The Edwin Smith papyrus: written in Egypt in 1600 BC, it is the oldest surviving surgical document.

Anthroposophic medicine grew out of the belief that health is a matter of the whole person, not merely an absence of injury or disease.

 

Anthroposophic medicine at its core is a response to a reductionism in medicine – that is, the idea that health can be understood by examining only isolated parts of a system, its chemical or cellular interactions and their resulting symptoms. Anthroposophic medical practitioners instead view their patients as whole people, with lifestyle, social and spiritual dimensions that contribute as much to their overall well-being as their physical symptoms or injuries.

Anthroposophic medicine has its origins in the wider Anthroposophic movement developed by Austrian scientist and philosopher Rudolf Steiner. Anthroposophy aims to expand scientific processes to increase understanding of the spiritual and social dimensions that it views as equally important to human beings. Anthroposophy has practical applications in several fields, including: Waldorf education, where analytical thinking is taught alongside activities to foster creativity, imagination and ethics; biodynamic agriculture, which emphasises ecologically-friendly practices, such as using local plant varietals, crop diversification, and avoidance of chemical fertilizers and pesticides; architecture, most notably in the Goetheaneum building in Switzerland; and, more recently, responsible banks and financial institutions that aim to achieve positive social and environmental returns alongside economic returns.  

 

Anthroposophic medicine in particular was developed in 1920 through a collaboration between Steiner and Dutch physician Ita Wegman. Several small anthroposophic hospitals were set up in Switzerland and Germany in 1921, followed by further development of therapies, techniques, and medicines.

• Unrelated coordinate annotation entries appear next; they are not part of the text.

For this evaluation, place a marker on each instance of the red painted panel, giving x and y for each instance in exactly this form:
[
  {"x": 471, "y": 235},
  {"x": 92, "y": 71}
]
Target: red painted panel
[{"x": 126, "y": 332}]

In 1925, Wegman and Steiner published the book Fundamentals of Therapy [pdf], which endorsed the scientific principles of conventional medical practice but laid out a way to glean additional insights and enhance health outcomes by understanding a patient as not merely a body, but also an individual with a life, a soul and a spirit [see Therapeutic Approach for more detail].

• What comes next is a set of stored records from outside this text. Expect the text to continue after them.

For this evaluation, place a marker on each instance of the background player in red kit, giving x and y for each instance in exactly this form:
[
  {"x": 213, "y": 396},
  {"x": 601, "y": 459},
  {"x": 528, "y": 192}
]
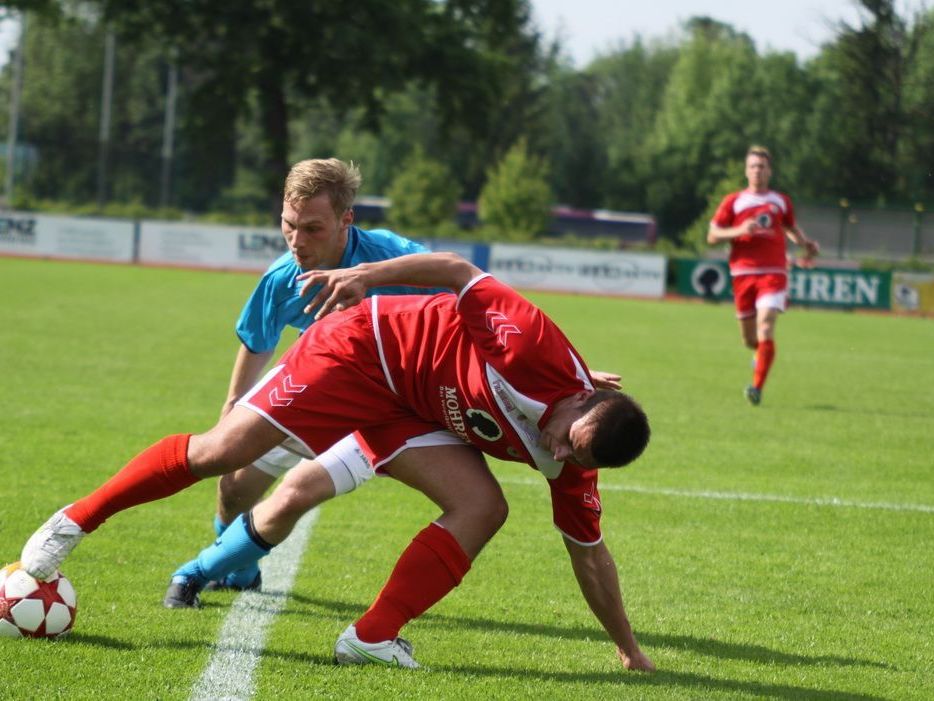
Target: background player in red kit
[
  {"x": 755, "y": 221},
  {"x": 485, "y": 365}
]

Between 1925 and 2000, anthroposophic medical therapies continued to be developed and to gain popularity, primarily within Europe. The German Medicine Act of 1976 legally recognised anthroposophic medicine as a therapy system; it was later incorporated into the national health systems of other countries, including Switzerland and Brazil.

Since 2000, anthroposophic medicine has begun to gain popularity worldwide, with interest increasing not only in clinical practice but also in scientific research and publication.

In 2009, the World Health Organization adopted a resolution [pdf] that recognized "traditional medicine" as a resource that could improve "health outcomes, including those in the Millennium Development Goals." A subsequently published 2014-2033 WHO strategy noted that expanding access to traditional, complementary and integrative medical therapies (including anthroposophic medicine) could help combat escalating levels of illness and health care costs worldwide.

Currently, the IVAA and others are part of a growing global movement to further increase the recognition of anthroposophic medicine into national health systems, to improve access to anthroposophic treatments and therapies and to improve the health of their citizens.